Shit that salvages an otherwise shitty day
Going to the bathroom isn’t a particularly pleasant activity, but I can’t help but be pumped when I find an open handicapped stall in the bathroom. For some reason, while I know it’s wrong to park my car in a handicapped spot, I’ve deluded myself into thinking it’s perfectly fine to use the handicapped stall. In fact, I’d argue it’s necessary for longer-legged folks like myself to avoid regular stalls so as not to inadvertently start Senator Craiging up in someone’s business. I believe I found the holy grail of handicapped stalls at the Teacher Education building last week: a stall that is so big, it contains an armchair within the same space. I don’t really think that’s really useful given that the toilet is a seat within itself, but I’m oddly comforted by it as a reminder of my spacious surroundings. I could spend all day in that stall.

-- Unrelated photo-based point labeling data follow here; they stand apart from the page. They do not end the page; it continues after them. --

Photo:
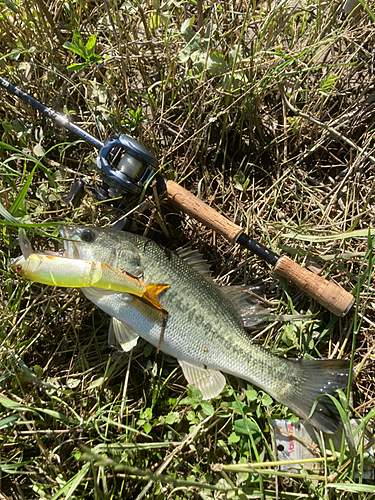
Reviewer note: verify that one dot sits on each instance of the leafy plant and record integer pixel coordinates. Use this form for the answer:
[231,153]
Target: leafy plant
[84,51]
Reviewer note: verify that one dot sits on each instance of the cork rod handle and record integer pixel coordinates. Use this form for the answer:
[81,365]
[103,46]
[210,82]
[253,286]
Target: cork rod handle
[328,294]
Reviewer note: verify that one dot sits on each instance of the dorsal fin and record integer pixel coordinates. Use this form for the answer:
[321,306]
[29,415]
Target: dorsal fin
[249,311]
[196,261]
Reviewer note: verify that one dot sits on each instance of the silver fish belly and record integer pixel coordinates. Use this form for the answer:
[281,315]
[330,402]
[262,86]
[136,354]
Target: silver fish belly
[203,330]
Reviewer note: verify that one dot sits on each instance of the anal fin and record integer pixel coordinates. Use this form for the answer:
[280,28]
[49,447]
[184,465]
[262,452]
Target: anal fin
[209,382]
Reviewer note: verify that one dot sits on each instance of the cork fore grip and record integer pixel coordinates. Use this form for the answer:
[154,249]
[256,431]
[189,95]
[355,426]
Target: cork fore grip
[328,294]
[196,208]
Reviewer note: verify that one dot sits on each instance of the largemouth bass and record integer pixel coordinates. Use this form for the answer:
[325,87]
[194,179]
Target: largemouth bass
[204,330]
[67,272]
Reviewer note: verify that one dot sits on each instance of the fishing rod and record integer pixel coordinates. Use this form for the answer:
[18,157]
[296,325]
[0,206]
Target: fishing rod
[126,167]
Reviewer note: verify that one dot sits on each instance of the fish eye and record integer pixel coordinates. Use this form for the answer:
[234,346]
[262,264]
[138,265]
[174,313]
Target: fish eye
[87,235]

First-World Hate of the week
This week’s hate is reserved for people who hit “reply all” to emails you’re cc’d on. It’s one thing if you’re replying all to clarify something that pertains to everybody, but nearly all the reply alls I get are messages that truly only pertain to the original sender. In that case, why not just hit “reply” so everybody else doesn’t have to sift through that pointless email, as if our lives aren’t already saturated with enough pointless emails about whatever stupid election ASM is running. The worst kind of reply alls are the ones meant to congratulate somebody for their award/newborn kid/marriage. They usually consist of one-word responses saying “congrats,” and because one person got the reply all going, everybody else follows suit so they don’t look like a dick. The result is 30 emails in your inbox, all saying the same damn thing. Reply all is the spawn of Satan, I tell you.
Song that will make you wet your pants with excitement
“Fool in the Rain” (Led Zeppelin, 1979)—Guitarist Jimmy Page hooks you in with the opening samba-like groove, but it’s drummer John Bonham going absolutely berserk around the 2:30 mark that makes you keep listening. Bonham’s frenetic drum breakdown during the song’s intermission serves as a microcosm for how he lived his life: with total disregard for moderation. Thus, it came as little surprise that Bonham’s life was cut tragically short at age 32, when he died from alcohol asphyxiation after coroners estimated he consumed 40 shots of vodka during the day. He reportedly started off the morning at a bar and quickly downed FOUR QUADRUPLE VODKA shots. What bartender thinks it’s a good idea to serve that at 10 in the morning? Christ, even Monday’s draws the line at some point, and practically everyone in there is staggering around like “Walking Dead” extras by bar close. Anyway, it was a shame to see Bonham die so young, as it effectively spelled the end of one of the great rock bands of all time. But his legacy lives on in the iconic opening scene in “Freaks and Geeks,” with Jason Segel’s character offering perhaps the most appropriate eulogy: “Hey, I believe in God, man. I’ve seen him, I’ve felt his power. He plays drums for Led Zeppelin and his name is John Bonham, baby!”
Unedited moronoic facebook status from a kid from my high school
“maybe a 30 case will solve the problem”
Actually, that’s probably the more appropriate quote for John Bonham.